Plus encore, les réactions politiques des autorités locales couvrant les exactions au nom d’une solidarité mal placée avec Pékin pourraient même mettre les gouvernement chinois en porte à faux.

Début mai 2018, à Sre Norn et Aoror, district de Chet Borey dans la province de Kratie,18 personnes ont perdu la vie et 300 autres ont été hospitalisées.

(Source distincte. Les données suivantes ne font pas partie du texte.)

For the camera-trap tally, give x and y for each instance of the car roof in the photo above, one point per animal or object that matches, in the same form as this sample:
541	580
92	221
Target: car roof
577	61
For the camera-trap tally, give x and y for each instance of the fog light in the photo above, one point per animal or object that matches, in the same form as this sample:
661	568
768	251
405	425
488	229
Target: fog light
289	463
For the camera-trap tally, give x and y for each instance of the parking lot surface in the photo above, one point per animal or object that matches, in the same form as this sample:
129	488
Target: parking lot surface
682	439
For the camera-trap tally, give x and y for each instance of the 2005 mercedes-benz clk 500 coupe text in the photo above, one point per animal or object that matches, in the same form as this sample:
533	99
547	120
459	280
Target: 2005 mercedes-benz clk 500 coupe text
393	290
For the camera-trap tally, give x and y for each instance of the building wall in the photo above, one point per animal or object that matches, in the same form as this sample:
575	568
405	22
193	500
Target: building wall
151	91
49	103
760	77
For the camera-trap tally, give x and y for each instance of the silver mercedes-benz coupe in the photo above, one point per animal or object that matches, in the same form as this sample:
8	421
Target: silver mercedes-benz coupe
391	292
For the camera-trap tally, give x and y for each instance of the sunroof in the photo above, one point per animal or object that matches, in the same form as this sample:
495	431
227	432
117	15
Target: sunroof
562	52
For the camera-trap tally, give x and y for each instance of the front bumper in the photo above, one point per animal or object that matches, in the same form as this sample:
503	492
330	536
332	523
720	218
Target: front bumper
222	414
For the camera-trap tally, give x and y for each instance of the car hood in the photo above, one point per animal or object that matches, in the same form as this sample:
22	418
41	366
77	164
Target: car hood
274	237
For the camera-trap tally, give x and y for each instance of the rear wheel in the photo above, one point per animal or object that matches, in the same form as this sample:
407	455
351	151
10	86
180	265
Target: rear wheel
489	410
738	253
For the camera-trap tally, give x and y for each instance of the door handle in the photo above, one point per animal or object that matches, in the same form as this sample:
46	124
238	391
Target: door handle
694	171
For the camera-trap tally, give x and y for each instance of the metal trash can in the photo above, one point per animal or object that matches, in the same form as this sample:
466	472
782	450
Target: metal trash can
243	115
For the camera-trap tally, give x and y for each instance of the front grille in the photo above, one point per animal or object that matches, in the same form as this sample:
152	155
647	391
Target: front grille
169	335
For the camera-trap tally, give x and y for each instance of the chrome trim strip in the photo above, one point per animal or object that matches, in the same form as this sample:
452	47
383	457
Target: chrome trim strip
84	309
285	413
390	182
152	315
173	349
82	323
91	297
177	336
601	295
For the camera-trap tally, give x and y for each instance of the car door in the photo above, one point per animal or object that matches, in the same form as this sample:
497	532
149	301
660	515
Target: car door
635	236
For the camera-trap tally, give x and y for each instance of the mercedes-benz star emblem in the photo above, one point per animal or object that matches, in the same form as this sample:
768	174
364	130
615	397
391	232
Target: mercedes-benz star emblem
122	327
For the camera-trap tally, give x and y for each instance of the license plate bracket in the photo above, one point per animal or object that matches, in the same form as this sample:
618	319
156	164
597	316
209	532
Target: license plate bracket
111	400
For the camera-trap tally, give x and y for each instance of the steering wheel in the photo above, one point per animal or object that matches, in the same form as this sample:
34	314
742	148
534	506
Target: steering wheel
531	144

Parmi les causes possibles des décès avancées par la population, mais rejetées par le pouvoir, la contamination de l’eau d’une mare par les effluents chimiques provenant d’une mine d’or exploitée par un groupe chinois depuis 2008 ayant installé une zone protégée fermée aux populations locales hormis quelques douzaines de locaux encadrés par des Chinois.

A la mi-mai, Cham Prasidh ministre de l’industrie du Cambodge avait formellement incriminé le cyanide utilisé par les prospecteurs d’or, présent dans l’eau de la mare et appelé à prendre des mesures pour éviter de nouvelles pollutions toxiques. Mais, à la fin mai, il s’est rétracté.

Désavoué par le chef du gouvernement et plusieurs autres ministres dont ceux de l’agriculture et de l’environnement, il s’est rangé à la version officielle qui incrimine non pas les effluents chimiques mais les pesticides des paysans et l’éthanol (alcool éthylique) présent à trop fortes doses dans l’alcool de riz.